VF Corp. president and chief executive officer Bracken Darrell is bullish on the return of Vans.
Despite the California-based skate shoe brand reporting a 14 percent decline in sales in the first quarter of fiscal 2026 to $498 million, the CEO noted that “things are really coming together” for Vans in the company’s earnings call with analysts on Wednesday.
“If you didn’t notice, there was a strong reaction to the sheer number of skate-inspired silhouettes featured by many luxury brands in Paris this year,” Darrell told analysts on the call. “These are the style centers and the tastemakers. Trends start in the luxury market, as we saw in fashion week for Timberland with Louis Vuitton last June. I’m not suggesting that Vans will be growing 9 percent a year from now, but I am excited to see the tide turning on skate style shoes and luxury where trends start.”
The CEO added that retailers are also starting to show more interest in Vans. He cited a 50 percent increase in appointment bookings at Paris Fashion Week in June, including new accounts and retailers who walked away from Vans in recent years.
In terms of new product, Darrell credited Vans brand president Sun Choe, who joined last year from Lululemon, for increasing supply and variety in the brand’s latest products that already have strong interest, like the Super Lowpro, the Curren Caples Skate and the latest from OTW, the Pinnacle offering.
“We’re also seeing encouraging signs in one of our classics, the Authentic,” Darrell added. “Plus, we have an exciting collaboration with Valentino, which is hitting the market this fall.”
Turning to stores, the CEO noted that over the last two years, Vans has closed about 140 stores, or about 20 percent of its global network, which has “improved profitability,” he said. The brand is also now reorienting about 90 percent of its full-price Americas stores to “provide greater gender clarity” and to focus on newness.

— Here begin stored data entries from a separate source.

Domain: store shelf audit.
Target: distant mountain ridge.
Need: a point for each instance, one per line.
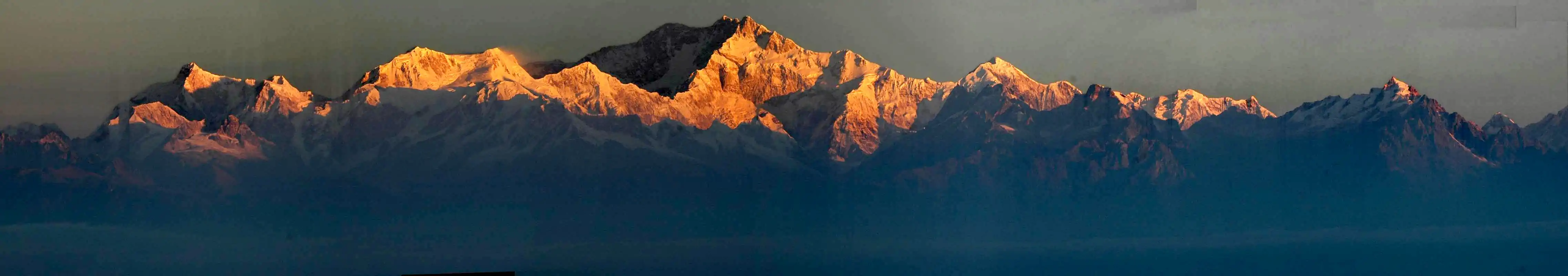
(739, 102)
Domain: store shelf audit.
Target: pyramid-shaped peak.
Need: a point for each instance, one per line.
(1399, 88)
(998, 62)
(1500, 118)
(996, 65)
(744, 26)
(1498, 123)
(1194, 93)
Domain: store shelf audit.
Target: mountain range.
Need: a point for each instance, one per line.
(728, 117)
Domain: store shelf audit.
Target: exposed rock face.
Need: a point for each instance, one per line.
(1551, 131)
(1188, 107)
(1409, 134)
(738, 98)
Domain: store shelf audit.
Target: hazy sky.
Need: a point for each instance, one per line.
(70, 62)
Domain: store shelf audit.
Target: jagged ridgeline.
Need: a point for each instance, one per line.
(736, 126)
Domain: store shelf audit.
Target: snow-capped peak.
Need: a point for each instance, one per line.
(1018, 85)
(1399, 88)
(429, 70)
(1498, 123)
(1392, 98)
(1189, 106)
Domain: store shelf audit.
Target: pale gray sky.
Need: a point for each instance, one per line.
(70, 62)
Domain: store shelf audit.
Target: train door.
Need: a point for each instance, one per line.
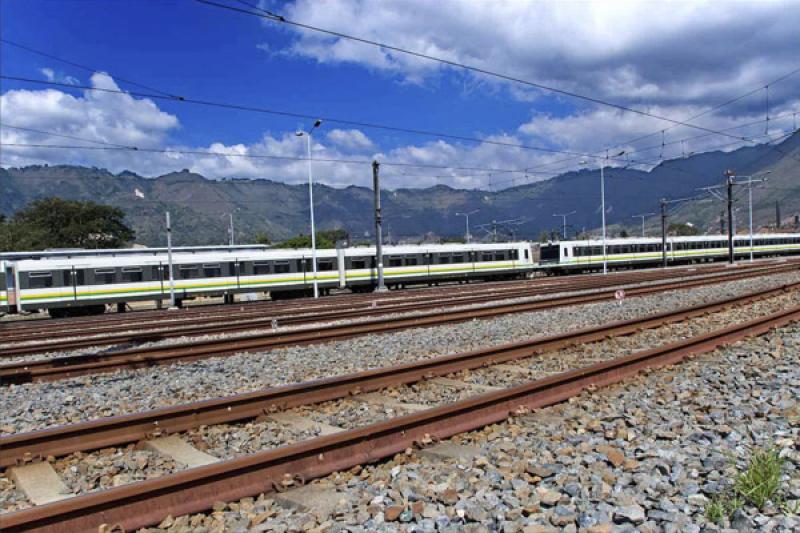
(11, 287)
(73, 274)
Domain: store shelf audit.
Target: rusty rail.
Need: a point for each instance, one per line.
(137, 330)
(51, 369)
(148, 502)
(118, 430)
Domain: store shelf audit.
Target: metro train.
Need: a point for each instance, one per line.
(70, 282)
(587, 255)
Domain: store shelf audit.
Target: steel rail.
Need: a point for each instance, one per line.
(166, 327)
(103, 322)
(51, 369)
(164, 322)
(194, 490)
(123, 429)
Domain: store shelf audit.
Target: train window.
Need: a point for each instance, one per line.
(131, 274)
(212, 270)
(40, 280)
(104, 276)
(260, 268)
(189, 271)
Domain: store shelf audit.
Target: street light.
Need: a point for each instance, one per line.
(750, 203)
(564, 221)
(466, 215)
(603, 204)
(643, 216)
(307, 135)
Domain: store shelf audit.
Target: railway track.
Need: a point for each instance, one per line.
(51, 369)
(197, 489)
(142, 320)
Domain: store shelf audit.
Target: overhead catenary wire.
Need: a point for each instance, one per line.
(279, 18)
(306, 116)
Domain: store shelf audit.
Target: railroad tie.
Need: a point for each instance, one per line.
(463, 385)
(40, 483)
(376, 398)
(512, 368)
(303, 424)
(180, 450)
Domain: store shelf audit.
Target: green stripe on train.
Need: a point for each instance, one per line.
(216, 286)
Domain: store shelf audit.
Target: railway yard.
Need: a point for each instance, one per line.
(630, 401)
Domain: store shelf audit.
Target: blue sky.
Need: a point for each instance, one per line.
(633, 53)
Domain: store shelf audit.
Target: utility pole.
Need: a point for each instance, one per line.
(376, 186)
(642, 216)
(169, 263)
(664, 203)
(729, 187)
(564, 222)
(664, 232)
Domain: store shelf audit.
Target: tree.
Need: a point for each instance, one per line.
(58, 223)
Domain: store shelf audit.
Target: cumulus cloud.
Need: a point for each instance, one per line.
(51, 75)
(644, 53)
(352, 140)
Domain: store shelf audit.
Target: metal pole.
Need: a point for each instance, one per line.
(313, 228)
(169, 263)
(729, 183)
(376, 186)
(664, 233)
(750, 200)
(603, 207)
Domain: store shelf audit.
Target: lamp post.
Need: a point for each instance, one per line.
(564, 222)
(603, 205)
(643, 216)
(466, 215)
(750, 202)
(307, 135)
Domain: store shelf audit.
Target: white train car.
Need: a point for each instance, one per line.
(84, 282)
(587, 255)
(405, 265)
(6, 286)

“In the pilot store on Fifth Avenue [in New York], we delivered positive coms in Q1, significantly outperforming the rest of the fleet,” Darrell noted. “Over in Europe, the elevated London store generated a 15 percent better revenue performance than the rest of the EMEA fleet, driven by a significantly higher average selling price, 35 percent higher through a more premium product offering. Based on these early successes, we’ll be rolling out our new retail playbook to improve assortment, curation and navigation to other regions.”
And as for marketing, the CEO was most excited to highlight the relaunch of The Warped Tour, a rock music festival sponsored by Vans that started in 1995 and went dormant around 2018.
“We planned 3 locations, and we intended to sell 50,000 tickets in each location, which would be about twice any single work tour event in history,” Darrell said. “Then we sold out of all 3 events in hours. We added a lot more tickets and sold those out immediately, too.”
The Tour, which has already kicked off, was only expected to have a “modest impact” for the brand, the CEO added, but he noted that social media is “a magical thing.”
“This is a super powerful event for us,” Darrell added. “It’s a fan fest. It’s a flat out, all out, huge fan fest. And I wish we could have had every investor standing in the middle of that monstrous crowd that I was in on Sunday, and you would have felt it. Come to Orlando in November.”